I can remember him coming over for dinner many times a week. Us walking around the neighborhood talking about school and stories we had from the day. I loved George so much. Not in love with him but he was my person and I never wanted something to hinder that.
George, however, stopped being this person for me when I got my first boyfriend. He stopped coming over. He stopped talking to me. It became a situation where I would only see him in classes and after-school band practice. He was no longer my person but that doesn’t mean I ever stopped loving him. Once college came about we decided to hang out again.
The first night of fall semester, freshman year, he invited me to a party. At this party everyone around me was enjoying beers, shots, you name it, celebrating their first night of college and independence. I sat there with a red solo cup filled with cranberry juice passing it off as my own secret concoction. Pretending that I was partaking in this celebration the same way.
When it was time to leave nobody could stand, talk straight, even open both eyes at the same time they were so gone.

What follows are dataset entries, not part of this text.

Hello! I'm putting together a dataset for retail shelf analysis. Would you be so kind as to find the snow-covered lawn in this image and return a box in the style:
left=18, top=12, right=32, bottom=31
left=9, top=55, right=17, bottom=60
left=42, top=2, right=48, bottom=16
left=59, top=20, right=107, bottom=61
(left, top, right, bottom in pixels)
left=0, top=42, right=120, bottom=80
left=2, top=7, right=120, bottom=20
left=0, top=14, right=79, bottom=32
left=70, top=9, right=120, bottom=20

I ended up having to drive the “designated driver’s” car in a town I had never been in before. Dropping off people at their respective homes. Wondering what would have happened if one of them had taken the wheel.
That next week I was in George’s dorm where we were talking about the party. He mentioned that he knew I drove home because I didn’t want anybody driving a car after drinking. The next thing he said has not left my mind. It’s been three years and I still see this moment as if it were that same day so long ago. He looked down at his notebook in disgust and stated:
“You think you are so much better than everyone else because you don’t drink and party like the rest of us. You sit around and judge everyone.”
I never partied hard, drank, smoked in high school because of things. Because of the addiction that runs in my blood from not one but both sides of my family. Because of situations that have occurred with these substances. From witnessing people’s lives destroyed because of these substances. I don’t participate like others not because I judge but because of fear of what I could do to myself. Of what can happen to me so easily. Because I refuse a very dark shadow I try so hard to conceal come over me.
I sat before my former person holding back tears. He to this day doesn’t know how hurt I was by these words. After confiding in him. After telling him why I made this decision for myself. He said these things.
I made an excuse to leave.
I left.
I didn’t talk to him again.
Throughout the years I have made friends that have accepted this secret. They never push me to go beyond my limits. They gladly take the drink I secretly pass to them at parties and finish them on my behalf. They never judge me for my beliefs. I am lucky now. I always think back to George though. I always think about how things would be different if that never happened. If I had never shared my secret.